Edith and George hired Bruce Price, to build their home, which they called Georgian Court. The site is now Georgian Court University.

==Personal life==
She married George Jay Gould I (1864–1923), a financier and railroad executive who led both the Denver and Rio Grande Western Railroad and the Western Pacific Railroad. Gould was the son of Jay Gould, who is considered one of the ruthless robber barons of the Gilded Age. Together, George and Edith had the following children:

- Kingdon Gould, Sr. (1887–1945), who married Annunziata Camilla Maria Lucci (1890–1961).
- Jay Gould II (1888–1935), a tennis player who married Anne Douglass Graham, a descendant of Hawaiian royalty.
- Marjorie Gwynne Gould (1891–1955), who married Anthony Joseph Drexel III (1887–1946), the son of Anthony Joseph Drexel, Jr. and grandson of Anthony Joseph Drexel.
- Helen Vivien Gould (1893–1931) who married John Beresford, 5th Baron Decies (1866–1945).
- George Jay Gould II (1896-1963) who married, and later divorced, Laura Carter.
- Edith Catherine Gould (1901–1937) who married Carroll Livingston Wainwright I (1899–1967). They divorced and she married Sir Hector Murray MacNeal.
- Gloria Gould (1906–1943) who married Henry A. Bishop II, and after a divorce married Walter McFarlane Barker.

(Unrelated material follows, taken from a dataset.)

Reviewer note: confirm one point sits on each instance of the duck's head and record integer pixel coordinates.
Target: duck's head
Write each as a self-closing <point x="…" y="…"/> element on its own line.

She died on November 13, 1921, at the golf course of their home at Georgian Court in Lakewood Township, New Jersey. After a private funeral at the Gould home, she was buried at Woodlawn Cemetery, Bronx, in the Jay Gould Mausoleum.

===Descendants===
Through her daughter Edith, she was the grandmother of Stuyvesant Wainwright (1921–2010), a Member of the U.S. House of Representatives.

Through her daughter Helen, she was the grandmother of Arthur Beresford, 6th Baron Decies (1915–1992).